Some comments on how I grades

Some students looked a bit piqued at their midterm scores. Certainly not my intent. I think I've said most things in this note at some point, but let me say it again.

My grading (at least when I do it myself, as on the midterm) is intended to be a bit bimodal. Bimodal at the level of each problem or problem part. Specifically, I try to give more than half the possible points to any answer that is basically correct; and I try to give fewer than half the possible points for any answer that is basically wrong. I have observed that this translates to less partial credit than many students are used to.

As a consequence of the above, you are likely to get a better score getting half the problems fully correct -- not even attempting half the problems -- than you will get by answering everything but getting no answer basically correct.

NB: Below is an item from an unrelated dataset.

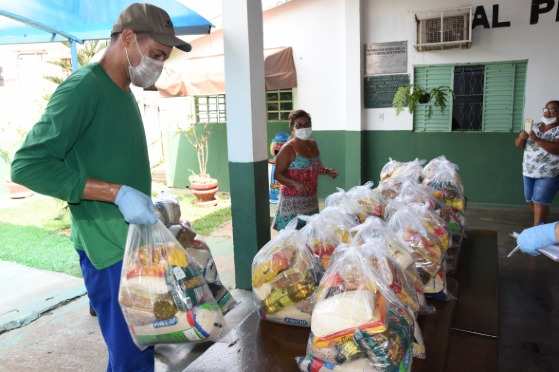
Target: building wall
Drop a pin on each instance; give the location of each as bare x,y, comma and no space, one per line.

In the "extreme" version of this grading methodology, your score is simply the number of problems that you fully and correctly solve. I like this idea, in principle, but I have never found it to be feasible to really implement. I approximate it a bit more than many professors.

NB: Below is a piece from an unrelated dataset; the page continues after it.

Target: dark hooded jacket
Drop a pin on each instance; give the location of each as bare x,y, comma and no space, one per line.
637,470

I grade this way because I like things to be right. I want students to know if they understand a problem. If you can't solve a problem, that doesn't bother me at all. Know that you can't solve it. Maybe in time you would get it. When you get it, you know it and feel happy.

One more comment. One student told me that he left some True/False questions blank because he was worried about getting negative points for wrong answers. Let me emphasize that I never give so many negative points for the wrong answer on a True/False question so as to be "punitive" about guessing: in a no-justification-needed True/False question, it will still be in your interest, statistically, to guess. The purpose of "taking off" for wrong answers in True/False questions is just to normalize scores so that "knowing nothing" doesn't give you an expected 50%. (After all, 50% isn't much worse than the median grade I often see on exams!) It will remain in your interest (statistically) to guess on True/False questions, but the expected score from guessing will be smaller.

In any case, for True/False questions with justifications, as on the midterm, I never give negative points for wrong answers because a student can't guess a convincing justification. The justification has to be present and correct to earn points for the problem.